Chapter 3 #2

Done, and his soul was reaching out to me to finish it.

The sting in my eyes was something I was unfamiliar with. Hot tears cutting like knives behind my lashes. Emotions I couldn’t control.

Caiden’s love for life, his fear of death… and the calm he had now that he knew I would be here.

That I would be here to take him.

To stay after.

After.

What after had I promised him? It almost seemed like there was something he wanted to tell me, but he couldn’t manage in that place we were in.

Death was funny that way, stealing words and thoughts, names and memories.

I’d met people incapable of saying the name of the person they loved most when they were stuck in that in between, like they were afraid to drag them down with them.

“Sephtis, you have to do your job,” Wren sighed, but I was already moving.

I leaned down and pressed my lips to Caiden’s cool mouth, and his soul poured forward without hesitation.

His Vitality leaped between us, spilling into me and leaving me shivering.

I was wrecked with the way Caiden filled me up, the way I could feel every moment of his life.

All of it, flashing in a sharp burst too fast for me to understand, too overwhelming for me to sort through.

A thousand fractured images of his face.

For just a moment, his soul lingered in front of me. So soft. His smile so sweet. He leaned forward and whispered, “Remember your promise. He’s coming.” Then he stepped into me, disappearing like he’d never been there at all, ready and willing to be ferried to the Lake.

“Sephtis?” Wren’s voice came to me like I was underwater—I was drowning in Caiden’s emotions, in humanity, in the way it felt to feel him die.

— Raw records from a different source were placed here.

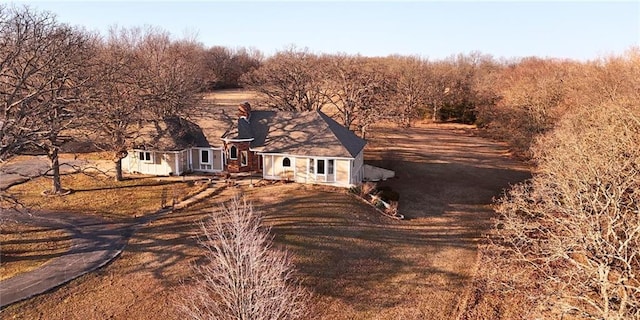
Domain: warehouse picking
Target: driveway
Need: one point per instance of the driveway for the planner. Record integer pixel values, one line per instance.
(95, 243)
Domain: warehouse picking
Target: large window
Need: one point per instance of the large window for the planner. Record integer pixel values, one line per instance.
(145, 156)
(244, 158)
(233, 152)
(322, 166)
(204, 156)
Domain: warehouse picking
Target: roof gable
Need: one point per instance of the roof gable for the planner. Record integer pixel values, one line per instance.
(310, 133)
(171, 133)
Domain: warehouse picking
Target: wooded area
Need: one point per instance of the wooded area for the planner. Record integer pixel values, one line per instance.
(575, 227)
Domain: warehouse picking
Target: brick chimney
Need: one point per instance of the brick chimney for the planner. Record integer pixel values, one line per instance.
(244, 110)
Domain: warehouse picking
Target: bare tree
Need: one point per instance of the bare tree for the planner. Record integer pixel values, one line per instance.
(225, 67)
(411, 92)
(292, 80)
(245, 277)
(169, 79)
(42, 81)
(359, 89)
(576, 226)
(116, 106)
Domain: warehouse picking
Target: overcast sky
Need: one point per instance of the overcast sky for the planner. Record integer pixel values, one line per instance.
(508, 29)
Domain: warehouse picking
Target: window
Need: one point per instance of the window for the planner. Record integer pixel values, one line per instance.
(233, 152)
(244, 158)
(320, 166)
(204, 156)
(145, 155)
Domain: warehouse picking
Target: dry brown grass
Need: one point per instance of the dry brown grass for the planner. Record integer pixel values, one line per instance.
(358, 263)
(24, 248)
(101, 195)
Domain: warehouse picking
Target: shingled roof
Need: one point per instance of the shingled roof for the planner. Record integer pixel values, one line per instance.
(171, 134)
(310, 133)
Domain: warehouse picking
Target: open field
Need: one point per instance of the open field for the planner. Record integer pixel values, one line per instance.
(358, 264)
(101, 195)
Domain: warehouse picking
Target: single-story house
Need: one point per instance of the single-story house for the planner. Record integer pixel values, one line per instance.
(305, 147)
(173, 146)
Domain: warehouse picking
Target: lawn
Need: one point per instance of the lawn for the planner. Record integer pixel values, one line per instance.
(357, 263)
(101, 195)
(25, 247)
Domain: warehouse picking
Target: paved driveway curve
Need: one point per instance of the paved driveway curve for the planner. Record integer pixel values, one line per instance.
(95, 243)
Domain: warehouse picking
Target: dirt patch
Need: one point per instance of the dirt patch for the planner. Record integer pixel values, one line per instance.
(358, 263)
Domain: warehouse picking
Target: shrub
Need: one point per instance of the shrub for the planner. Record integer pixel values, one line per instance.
(245, 277)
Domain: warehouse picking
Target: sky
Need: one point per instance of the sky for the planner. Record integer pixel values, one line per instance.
(579, 30)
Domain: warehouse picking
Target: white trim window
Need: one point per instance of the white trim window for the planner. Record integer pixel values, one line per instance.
(145, 156)
(244, 158)
(233, 152)
(205, 156)
(322, 167)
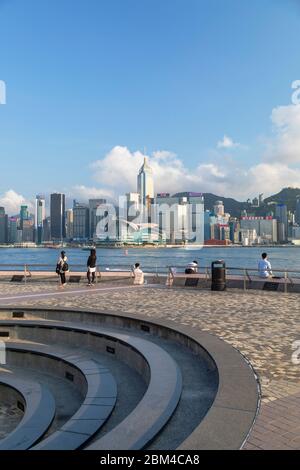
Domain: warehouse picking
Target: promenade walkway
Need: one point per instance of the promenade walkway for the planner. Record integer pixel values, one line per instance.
(262, 325)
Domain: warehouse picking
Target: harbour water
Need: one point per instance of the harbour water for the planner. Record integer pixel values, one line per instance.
(153, 259)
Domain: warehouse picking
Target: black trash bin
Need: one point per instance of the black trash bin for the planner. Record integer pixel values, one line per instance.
(218, 276)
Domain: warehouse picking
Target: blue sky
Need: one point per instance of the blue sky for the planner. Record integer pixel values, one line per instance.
(85, 76)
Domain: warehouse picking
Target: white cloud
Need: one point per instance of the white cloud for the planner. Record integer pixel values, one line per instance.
(119, 168)
(227, 143)
(285, 144)
(12, 202)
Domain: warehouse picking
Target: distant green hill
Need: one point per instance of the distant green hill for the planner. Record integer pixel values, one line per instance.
(286, 196)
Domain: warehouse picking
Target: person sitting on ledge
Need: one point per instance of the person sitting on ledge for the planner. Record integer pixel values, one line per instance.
(192, 268)
(264, 267)
(138, 275)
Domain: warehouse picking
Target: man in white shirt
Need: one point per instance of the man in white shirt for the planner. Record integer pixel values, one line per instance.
(264, 267)
(192, 268)
(138, 275)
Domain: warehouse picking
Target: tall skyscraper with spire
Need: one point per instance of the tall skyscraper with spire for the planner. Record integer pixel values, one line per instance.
(145, 183)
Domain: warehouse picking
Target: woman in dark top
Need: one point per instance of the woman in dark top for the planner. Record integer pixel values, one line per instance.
(91, 265)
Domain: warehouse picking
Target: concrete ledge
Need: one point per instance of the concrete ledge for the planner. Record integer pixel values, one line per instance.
(232, 415)
(155, 364)
(39, 412)
(93, 413)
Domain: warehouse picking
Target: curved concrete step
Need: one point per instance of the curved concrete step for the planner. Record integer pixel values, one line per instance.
(164, 376)
(99, 402)
(39, 406)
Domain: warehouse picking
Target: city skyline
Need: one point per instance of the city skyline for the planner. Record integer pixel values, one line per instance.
(199, 89)
(143, 217)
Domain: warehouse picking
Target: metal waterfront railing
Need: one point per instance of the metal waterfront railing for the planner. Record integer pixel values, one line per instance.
(289, 276)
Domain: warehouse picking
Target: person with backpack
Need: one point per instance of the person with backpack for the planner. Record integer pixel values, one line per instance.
(91, 265)
(192, 268)
(62, 267)
(138, 275)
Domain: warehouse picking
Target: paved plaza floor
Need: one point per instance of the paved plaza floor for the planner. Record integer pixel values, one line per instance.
(261, 325)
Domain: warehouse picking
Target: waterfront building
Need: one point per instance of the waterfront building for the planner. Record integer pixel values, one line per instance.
(248, 237)
(181, 217)
(69, 224)
(282, 218)
(297, 214)
(94, 219)
(265, 227)
(13, 230)
(145, 186)
(3, 226)
(81, 222)
(24, 215)
(219, 209)
(57, 216)
(47, 229)
(40, 215)
(28, 231)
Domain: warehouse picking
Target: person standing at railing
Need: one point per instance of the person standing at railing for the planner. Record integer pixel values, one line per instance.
(62, 267)
(91, 265)
(264, 267)
(138, 275)
(192, 268)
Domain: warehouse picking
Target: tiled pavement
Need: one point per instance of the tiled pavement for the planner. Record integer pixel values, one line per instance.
(262, 325)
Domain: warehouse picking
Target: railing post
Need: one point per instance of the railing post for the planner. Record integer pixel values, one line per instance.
(285, 282)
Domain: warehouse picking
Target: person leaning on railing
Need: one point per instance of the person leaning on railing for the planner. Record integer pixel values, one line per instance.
(138, 275)
(62, 267)
(192, 268)
(264, 267)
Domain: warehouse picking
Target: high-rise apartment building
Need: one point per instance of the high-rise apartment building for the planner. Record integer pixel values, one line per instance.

I realized now that part of his confusion, his inability to fully tell me what he meant, was because of my confusion.

I’d shaped the world we were in by making him stay, and now I was drowning in all the things he’d left behind, left unsaid.

I wasn’t sure I was going to be able to surface until I heard it.

A voice. An impossible voice.

“Hey, Caiden, I…”

The man in the doorway was a ghost—a beautiful ghost, whose tender expression was slowly fading to one of shock.

Of pain.

Of agony as his eyes drifted to the dead vessel on the bed where Caiden had been.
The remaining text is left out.